Mas o que os jogadores realmente querem pode acabar se perdendo um pouco em meio a tudo isso.
Por exemplo, se você tiver apenas alguns cassinos locais com uma seleção limitada de jogos, pode começar a procurar outras opções. Provavelmente, você não se importará muito com a licença que eles possuem, desde que ofereçam os jogos que você gosta. Acho que esse é um dos motivos pelos quais os cassinos offshore ainda atraem jogadores. Meu colega escreveu um artigo sobre isso 👈 e concordo com o ponto de vista dele.

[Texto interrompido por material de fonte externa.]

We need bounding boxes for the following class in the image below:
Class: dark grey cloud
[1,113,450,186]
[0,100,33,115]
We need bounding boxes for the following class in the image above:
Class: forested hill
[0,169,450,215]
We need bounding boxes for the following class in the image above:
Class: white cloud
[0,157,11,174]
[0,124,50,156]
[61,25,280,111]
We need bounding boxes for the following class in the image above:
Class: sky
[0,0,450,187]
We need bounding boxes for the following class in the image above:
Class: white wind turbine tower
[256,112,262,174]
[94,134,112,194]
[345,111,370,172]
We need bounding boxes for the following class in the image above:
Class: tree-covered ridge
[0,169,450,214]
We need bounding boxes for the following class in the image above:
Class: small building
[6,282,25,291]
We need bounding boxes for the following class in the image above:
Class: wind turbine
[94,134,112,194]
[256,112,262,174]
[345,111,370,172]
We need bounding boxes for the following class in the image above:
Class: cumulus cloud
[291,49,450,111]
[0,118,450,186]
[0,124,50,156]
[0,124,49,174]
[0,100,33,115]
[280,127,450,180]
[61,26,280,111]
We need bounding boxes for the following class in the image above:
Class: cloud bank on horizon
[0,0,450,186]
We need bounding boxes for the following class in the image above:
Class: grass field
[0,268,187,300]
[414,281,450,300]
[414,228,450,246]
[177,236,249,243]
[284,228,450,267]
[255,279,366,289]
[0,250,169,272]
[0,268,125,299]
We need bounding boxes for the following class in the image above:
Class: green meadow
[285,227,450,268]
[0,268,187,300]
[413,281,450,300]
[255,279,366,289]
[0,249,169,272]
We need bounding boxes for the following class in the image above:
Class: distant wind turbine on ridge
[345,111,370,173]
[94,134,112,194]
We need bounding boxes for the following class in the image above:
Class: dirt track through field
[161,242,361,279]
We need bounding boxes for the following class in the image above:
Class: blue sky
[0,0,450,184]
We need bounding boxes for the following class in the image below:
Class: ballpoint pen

Obter uma licença separada em cada país custa dinheiro e, do ponto de vista do operador, nem sempre faz sentido para o negócio. Cada mercado tem regras e limites diferentes, o que pode tornar a opção offshore mais atraente. Não é nenhum segredo, eu acho.
O pior é o que essa situação significa para quem luta contra o vício em jogos de azar. Alguém pode se proibir de frequentar cassinos locais e ainda assim encontrar um cassino offshore que permita jogar. Essa pessoa pediu ajuda para parar, mas essa proteção tem seus limites.
É por isso que meu colega Simon tem trabalhado em uma solução global de autoexclusão. https://casino.guru/global-self-exclusion-initiative
Diria que este é um dos maiores problemas de se ter sistemas separados: cada país tem as suas próprias regras, mas os jogadores ainda podem migrar de um site para outro. É por isso que concordo, e sei que muitos discordarão, que, da perspectiva de um jogo mais responsável, esta regulamentação excessiva não funciona muito bem no final das contas.